That’s the cruelty of this story. Not the betrayal itself—betrayals are common, ordinary, the daily currency of human weakness. The cruelty is the understanding. I understand why he did it. I understand the desperation, the jealousy, the need to own what you love because you can’t trust it to stay. I understand the logic of the lie he told himself—that it was protection, that it was rescue, that it was love in a different mask. I understand it, and the understanding doesn’t help. It makes it worse.

~

Namchoi. I’m writing this for you.

Not to forgive you—forgiveness isn’t mine to give, and the person who could give it is gone. Not to condemn you—the court handled that, efficiently and correctly, with forty minutes of summation and a sentence carried out on a Tuesday morning in April 1946.

I’m writing this because no one else will. Because your story—the real one, not the case file, not the transcript, not the rumors that bounced around tea houses and mahjong dens for a generation before fading to silence—your story deserves to be told. Not because you deserve it. Because Dichen deserves it. Because the truth deserves it. Because in this world, no secret ever truly vanishes. It just waits.

You carried a postcard in your pocket for three years. “Dear Namchoi. Yours.” Two words in a language that wasn’t yours, written by a hand that would never write again, carrying a meaning you spent a lifetime trying to crack and only understood when it was too late.

I found the postcard. It was in the evidence box, filed as Exhibit 14, between a photograph of a military notepad and a receipt for sulfanilamide tablets bought on the black market. The brown paper had gone dark with age. The handwriting was still legible. “Dear.” “Yours.”

I held it in the same building where you were sentenced. Same wood panels. Same high ceiling. Different light—fluorescent now, not the grey daylight of 1946. But the same room. And for a moment, holding that scrap of brown paper, I understood something the transcript couldn’t contain and the judge couldn’t weigh and the sentence couldn’t settle:

You loved him. Badly, destructively, in a way that consumed everything it touched. But you loved him. And he loved you. And the proof of both is a postcard that has outlasted everyone involved—the writer, the recipient, the judge, the translator, the officers, the empire that fell and the empire that replaced it and the empire that replaced that one.

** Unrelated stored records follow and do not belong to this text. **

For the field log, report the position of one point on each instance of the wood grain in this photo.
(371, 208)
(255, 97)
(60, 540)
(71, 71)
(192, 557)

The postcard remains. “Dear.” “Yours.”

~

The oral histories say different things. Some say Namchoi went to the gallows in silence. Some say he spoke—a sentence, two, addressed to nobody in particular. Some say he asked for the postcard and was turned down. Some say he didn’t ask.

The court record says only: “Sentence carried out at 7:00 a.m., 16 April 1946. Death confirmed by the attending physician at 7:14 a.m.”

Fourteen minutes. A life boiled down to fourteen minutes between the drop and the confirmation. Everything else—the childhood, the triad years, the face-building and the face-losing, the love and the betrayal, the postcard—all of it compressed into the gap between 7:00 and 7:14 on a Tuesday morning, and then silence.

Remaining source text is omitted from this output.